By merging AI such as the internet of things (IoT) with standard home systems and devices, experts in the tech field have set a whole new bar regarding home security. When all devices are interconnected and sharing data on a secure network, you can access the control panel remotely from anywhere on the planet through a mobile user interface. Intruder alerts and theft are a top concern for any homeowner, and smart doorbells have single-handedly reduced the need for manually identifying visitors or person-to-person contact unless desired. In addition, people can use playback to see what occurred while they were not home. 

The more advanced the technology, the more adaptable it will be and the less prone to false positives. If a manually-programmed security setup contains a finite, strict amount of parameters, then it will not be able to self-adjust for potential spontaneous scenarios, like a relative visiting with a small child who isn’t aware of opening locked doors. To a smart facial recognition-based system, it can actually learn and improve from past mistakes. The secret of future smart AI home security will be less of a dependency on user input and more on a learning algorithm.

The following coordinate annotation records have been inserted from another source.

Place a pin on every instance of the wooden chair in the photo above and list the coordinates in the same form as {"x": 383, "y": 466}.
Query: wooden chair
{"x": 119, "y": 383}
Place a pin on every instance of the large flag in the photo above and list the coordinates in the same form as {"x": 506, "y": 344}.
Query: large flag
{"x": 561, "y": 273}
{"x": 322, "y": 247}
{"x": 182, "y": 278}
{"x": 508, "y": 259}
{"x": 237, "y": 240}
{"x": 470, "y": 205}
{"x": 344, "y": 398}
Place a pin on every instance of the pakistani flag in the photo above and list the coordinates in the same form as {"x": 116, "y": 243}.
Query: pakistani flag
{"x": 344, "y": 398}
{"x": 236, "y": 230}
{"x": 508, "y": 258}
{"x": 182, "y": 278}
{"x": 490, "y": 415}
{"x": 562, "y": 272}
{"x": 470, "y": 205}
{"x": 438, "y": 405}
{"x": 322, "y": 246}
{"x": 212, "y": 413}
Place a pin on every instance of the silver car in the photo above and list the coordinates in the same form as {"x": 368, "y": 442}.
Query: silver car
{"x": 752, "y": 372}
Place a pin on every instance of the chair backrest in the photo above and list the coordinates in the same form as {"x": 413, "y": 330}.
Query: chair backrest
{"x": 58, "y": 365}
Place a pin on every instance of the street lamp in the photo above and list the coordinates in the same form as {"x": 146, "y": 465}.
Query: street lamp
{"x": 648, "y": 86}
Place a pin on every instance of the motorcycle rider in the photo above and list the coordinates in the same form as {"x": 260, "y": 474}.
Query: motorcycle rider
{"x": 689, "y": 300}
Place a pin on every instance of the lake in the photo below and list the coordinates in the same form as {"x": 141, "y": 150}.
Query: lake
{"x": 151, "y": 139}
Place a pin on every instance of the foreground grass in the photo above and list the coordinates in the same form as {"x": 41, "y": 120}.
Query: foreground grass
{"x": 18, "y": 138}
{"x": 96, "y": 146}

There is a very small segment of the population that can take comfort and security a giant step further. Billionaires such as Bill Gates have smart homes that are decked-out. In addition to having music beyond the wallpaper that can follow guests from room to room, there is also an underwater speaker system in the swimming pool. Guests can also alter the lighting and temperature as they move around inside the house. The personal settings are communicated via a wearable device that the visitors are given upon first entering the home.